My primary view is that implied terms are unnecessary because of my interpretation of Clause 2 of the June 209 Agreement. They would not be necessary for the contract to work: see Liverpool City Council v Irwin [1977] A.C. 239. But it seems to me that SOM cannot have it both ways; if they are entitled to seek a bid from Jacobs before deciding whether or not to award or offer Jacobs a contract, then Jacobs are entitled to consider, and if appropriate, to refuse to bid for that contract. Both parties’ rights and liabilities in that situation would have to be governed by implied terms because the June 2009 agreement was entirely silent on such matters.
On behalf of Jacobs, Ms. Ansell submitted that for an offer to comply with Clause 2, it had to be a suitable project, which meant a project which Jacobs could reasonably be expected to undertake, or could not reasonably refuse to undertake.
In this situation (which is, as I have explained, some way from my primary findings), I accept that there would be an implied term that would allow Jacobs to refuse to bid for work which they reasonably considered that they could not undertake for reasons of capability, logistics or timetabling. It would, I think, be a nonsense if the June 2009 agreement meant that Jacobs were required to bid for any contract of which SOM chose to notify them, regardless of their other capabilities or commitments. In that situation, as Ms. Ansell rightly noted, Jacobs would be forced into either foregoing their rights under Clause 2, without proper compensation, or bidding for what they felt was work they could not, or should not, do. That, it seems to me, would make the June 2009 agreement unworkable, so the necessity test, and the implication of terms to make the agreement workable, would then be met.
It does seem to me that the necessity for such terms on this interpretation of the agreement is emphasised by SOM’s own position on the facts. According to the information that they provided to Jacobs at the time, SOM were only asking Jacobs for a bid at all because SOM’s own MEP teams, who had been involved in the conference centre project at the outset, were suddenly committed elsewhere. If SOM could, for wholly acceptable commercial reasons, pick and choose which contracts they offered to Jacobs, and which they did not, then Jacobs were entitled to respond in kind and, again for wholly acceptable commercial reasons, decline to bid for such contracts if, in the circumstances, that was a reasonable and appropriate course.

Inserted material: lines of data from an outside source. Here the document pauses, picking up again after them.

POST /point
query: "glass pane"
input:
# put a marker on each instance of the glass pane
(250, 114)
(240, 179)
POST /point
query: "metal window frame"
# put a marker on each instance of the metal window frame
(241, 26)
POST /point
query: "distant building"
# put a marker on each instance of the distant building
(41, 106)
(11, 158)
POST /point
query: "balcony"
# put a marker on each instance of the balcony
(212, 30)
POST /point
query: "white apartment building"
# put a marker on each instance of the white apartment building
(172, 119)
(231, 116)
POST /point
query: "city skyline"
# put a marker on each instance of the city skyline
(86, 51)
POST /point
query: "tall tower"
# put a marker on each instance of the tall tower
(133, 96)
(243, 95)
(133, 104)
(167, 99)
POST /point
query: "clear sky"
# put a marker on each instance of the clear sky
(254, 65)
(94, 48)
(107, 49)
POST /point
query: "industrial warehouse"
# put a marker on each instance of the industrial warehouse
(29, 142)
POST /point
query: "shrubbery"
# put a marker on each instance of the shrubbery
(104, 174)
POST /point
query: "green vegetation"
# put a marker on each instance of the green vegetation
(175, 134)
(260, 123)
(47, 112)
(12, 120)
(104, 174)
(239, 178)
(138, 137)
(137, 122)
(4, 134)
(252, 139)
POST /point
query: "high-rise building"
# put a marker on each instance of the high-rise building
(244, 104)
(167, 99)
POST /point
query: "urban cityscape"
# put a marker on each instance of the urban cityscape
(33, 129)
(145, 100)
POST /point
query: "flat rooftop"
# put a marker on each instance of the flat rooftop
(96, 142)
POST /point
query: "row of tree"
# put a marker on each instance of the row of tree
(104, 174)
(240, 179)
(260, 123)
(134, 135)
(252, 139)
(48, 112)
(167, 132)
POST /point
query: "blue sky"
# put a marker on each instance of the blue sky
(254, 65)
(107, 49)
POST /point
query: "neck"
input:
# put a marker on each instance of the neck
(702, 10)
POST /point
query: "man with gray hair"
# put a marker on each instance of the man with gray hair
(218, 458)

For the avoidance of doubt, I find that through Mr. Stewart, Jacobs tried hard to find ways in which they could bid for this project. In the end they felt they could not do so. Their reasons for not bidding, which are both in writing and were emphasised in the oral evidence yesterday, are summarised above. I consider they acted reasonably in all the circumstances. Thus, even if the email of 2nd March was an offer of contract in accordance with Clause 2, Jacobs were entitled to decline to bid without adversely affecting their rights under the June 2009 agreement.
CONCLUSION
For all of those reasons, I consider that Jacobs’ claim succeeds in the sum of £498,750. I will deal separately, if requested, with all matters of interest and costs.